Terminais de Uso Privado lideram o crescimento com aumento de 8,90%
Os Terminais de Uso Privado (TUPs) foram os grandes protagonistas desse crescimento, movimentando 67,7 milhões de toneladas, o que corresponde a um aumento impressionante de 8,90%. Esse desempenho superior destaca a eficiência e capacidade de investimento do setor privado na infraestrutura portuária nacional.
Destaques regionais: Ponta Ubu e Porto de Suape registram altas expressivas
Entre os terminais que se destacaram, o terminal marítimo Ponta Ubu, localizado no Espírito Santo, teve um crescimento extraordinário de 83%, movimentando 1,4 milhão de toneladas. Esse resultado evidencia a importância estratégica dessa região para o comércio exterior e a logística brasileira.
Já o Porto de Suape, em Pernambuco, também apresentou um desempenho notável, com um aumento de 19,3% na movimentação, totalizando 2,1 milhões de toneladas. Esse crescimento reforça o papel do complexo portuário no desenvolvimento econômico do Nordeste e na integração com mercados internacionais.
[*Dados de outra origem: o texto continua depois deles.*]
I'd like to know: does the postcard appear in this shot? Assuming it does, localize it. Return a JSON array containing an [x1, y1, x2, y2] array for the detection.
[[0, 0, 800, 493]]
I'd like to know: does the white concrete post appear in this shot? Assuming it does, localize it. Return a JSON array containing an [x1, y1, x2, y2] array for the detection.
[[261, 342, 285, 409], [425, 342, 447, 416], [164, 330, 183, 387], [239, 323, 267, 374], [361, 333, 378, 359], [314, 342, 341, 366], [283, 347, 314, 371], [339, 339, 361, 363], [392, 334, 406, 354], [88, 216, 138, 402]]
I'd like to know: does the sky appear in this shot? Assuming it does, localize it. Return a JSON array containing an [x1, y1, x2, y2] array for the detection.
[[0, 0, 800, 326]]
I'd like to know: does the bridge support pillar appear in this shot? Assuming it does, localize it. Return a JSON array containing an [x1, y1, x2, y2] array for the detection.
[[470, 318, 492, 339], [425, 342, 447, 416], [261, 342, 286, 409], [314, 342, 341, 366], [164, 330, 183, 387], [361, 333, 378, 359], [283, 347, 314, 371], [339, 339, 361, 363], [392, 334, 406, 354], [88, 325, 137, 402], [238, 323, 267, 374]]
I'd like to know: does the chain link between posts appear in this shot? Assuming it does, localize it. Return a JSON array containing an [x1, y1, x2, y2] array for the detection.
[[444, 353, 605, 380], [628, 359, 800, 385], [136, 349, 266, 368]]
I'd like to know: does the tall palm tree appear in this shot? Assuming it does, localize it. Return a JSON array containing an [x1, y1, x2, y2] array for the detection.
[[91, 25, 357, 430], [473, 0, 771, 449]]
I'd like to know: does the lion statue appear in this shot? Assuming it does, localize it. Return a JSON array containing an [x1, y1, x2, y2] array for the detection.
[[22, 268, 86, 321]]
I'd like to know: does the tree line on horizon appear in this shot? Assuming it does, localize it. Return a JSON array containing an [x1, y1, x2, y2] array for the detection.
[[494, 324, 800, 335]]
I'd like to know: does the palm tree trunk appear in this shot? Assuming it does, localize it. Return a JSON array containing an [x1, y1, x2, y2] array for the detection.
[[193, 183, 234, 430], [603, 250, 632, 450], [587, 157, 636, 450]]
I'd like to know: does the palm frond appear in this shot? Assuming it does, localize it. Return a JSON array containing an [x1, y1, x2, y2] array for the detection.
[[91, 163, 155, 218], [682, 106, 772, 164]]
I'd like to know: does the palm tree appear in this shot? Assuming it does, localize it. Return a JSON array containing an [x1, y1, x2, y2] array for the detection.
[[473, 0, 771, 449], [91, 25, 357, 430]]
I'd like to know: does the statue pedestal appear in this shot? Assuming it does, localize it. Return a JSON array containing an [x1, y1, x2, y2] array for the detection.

Impacto econômico e perspectivas futuras para o setor
O crescimento de 3,78% na movimentação total de toneladas em fevereiro sinaliza uma tendência positiva para a navegação brasileira, com potencial para impulsionar a economia através do aumento das exportações e importações. A performance dos terminais privados, em particular, sugere que investimentos em modernização e eficiência estão gerando resultados concretos.
Especialistas apontam que, com a continuidade de políticas de incentivo e melhorias na infraestrutura, o setor de portos e hidrovias pode manter essa trajetória ascendente, contribuindo para a redução de custos logísticos e o fortalecimento da competitividade brasileira no cenário global.